Continuando a análise à presença portuguesa no DocLisboa, fica aqui a segunda parte do artigo que conta com a crítica ao vencedor Yama No Anata e a outras duas médias ou longas metragens portuguesas.

Competição Portuguesa Médias e Longas Metragens


Yama No Anata – Atrás das montanhas – 8/10 

Primeira obra de Aya Koretzky, uma japonesa que veio morar com os pais para Portugal quando tinha nove anos. Este é um documentário bastante pessoal, onde a realizadora faz uma reflexão sobre a vinda para Portugal e as memórias do passado em Tóquio. Ao longo de 60 minutos, Aya interroga os seus pais sobre os motivos que os trouxeram a Portugal, fazendo uma ponte entre o passado e o presente. É-nos apresentada a sua  vida rural, perto do Coimbra, bem diferente da vida agitada em Tóquio, um contraste sempre presente, que se manifesta através de práticas e hábitos.

Composta por  vídeos, cartas trocadas com amigos e familiares deixados no Japão, e fotografias, Aya mostra-nos uma boa primeira obra, com um resultado comovente e encantador.
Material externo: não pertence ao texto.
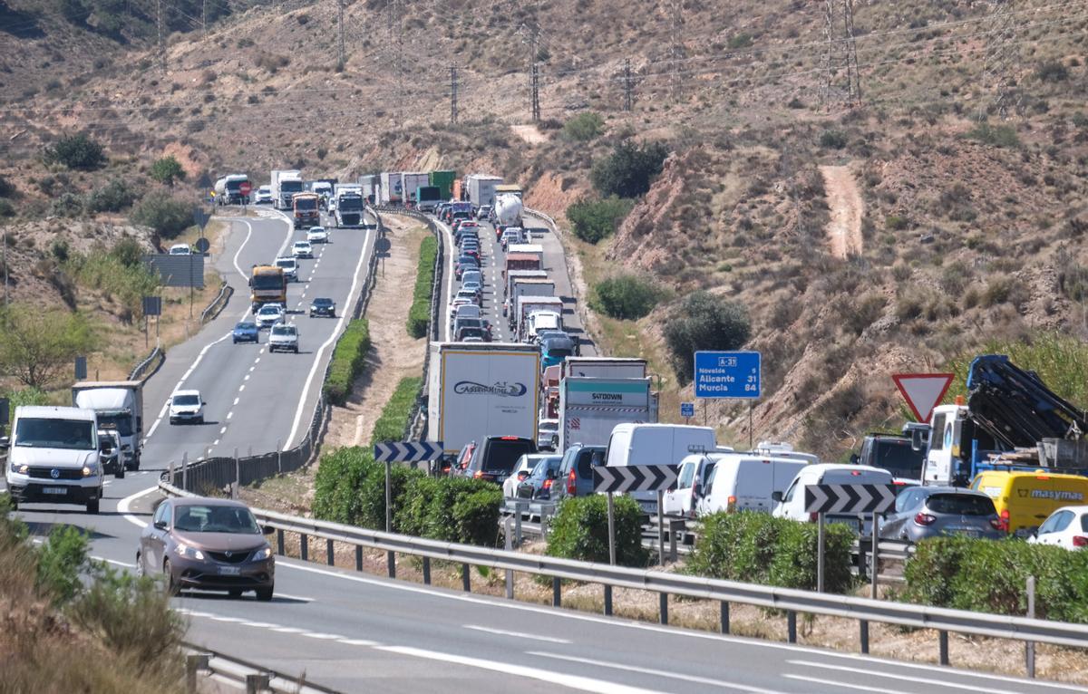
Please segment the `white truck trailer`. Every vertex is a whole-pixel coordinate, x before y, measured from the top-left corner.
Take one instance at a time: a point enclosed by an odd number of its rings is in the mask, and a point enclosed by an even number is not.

A música original da realizadora, assim como toda a mistura de som, é uma mais-valia, tal como as deslumbrantes paisagens perto do Mondego.

Cartas de Angola – 6/10

Dulce Fernandes apresentou o seu primeiro filme, Cartas de Angola, neste DocLiboa. Faz-se uma viagem ao passado, a memórias de Angola, onde se cruzam duas histórias: a de uma portuguesa nascida em Angola nas vésperas da independência (que narra a história) e a dos cubanos que combateram na guerra, depois de 1975.

O resultado não é famoso. Compara-se o incomparável. A pequenez da história da narradora é tão pouco, ao lado das vidas dos cubanos que estiveram em Angola aquando da Guerra, quer a combater, quer a tentar que as vidas dos soldados fossem um pouco menos dolorosas.
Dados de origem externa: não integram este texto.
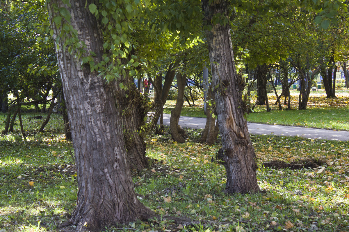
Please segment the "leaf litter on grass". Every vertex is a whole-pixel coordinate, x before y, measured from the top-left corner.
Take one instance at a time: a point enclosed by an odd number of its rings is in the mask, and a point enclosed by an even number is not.
[[[125,230],[349,230],[348,142],[251,136],[261,192],[227,195],[222,192],[226,180],[224,168],[211,162],[219,143],[209,146],[192,142],[198,140],[202,131],[187,131],[190,138],[184,144],[174,143],[168,132],[147,141],[147,154],[152,163],[149,168],[133,174],[135,190],[140,200],[164,219],[120,226]],[[32,229],[30,225],[38,226],[41,222],[40,228],[54,231],[69,218],[77,186],[68,152],[71,144],[67,147],[62,137],[57,137],[0,141],[4,149],[0,151],[1,228],[25,231],[25,227]],[[270,161],[290,163],[309,158],[325,163],[299,170],[261,165]],[[166,219],[168,216],[199,222],[175,223]]]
Há um grande egocentrismo por parte da realizadora que parece querer tornar a sua história como o centro do filme, o que não é correcto. O tom da narração também não me parece ser o indicado. A duração do filme torna-o um pouco maçador e são várias as vezes em que o público pensa que terminou, mas isso não acontece.

Por outro lado, as histórias dos cubanos são o melhor neste Cartas de Angola e é difícil perceber o porquê da opção que as coloca num plano secundário. Histórias fortes, arrepiantes, que marcam um passado para sempre presente na memória daquelas pessoas.

Fora de Competição

Coração no Escuro – 6,5/10

Maria Joana Figueiredo relembra o Filme do Desassossego, através deste seu filme, Coração no Escuro, que dá a conhecer os bastidores da obra de João Botelho. É um filme sobre um filme sobre um livro, uma apropriação de outra.

Coração no Escuro irá agradar principalmente aos fãs do Filme do Desassossego, que poderão, desta forma, ver como foi a sua rodagem, realizador e actores.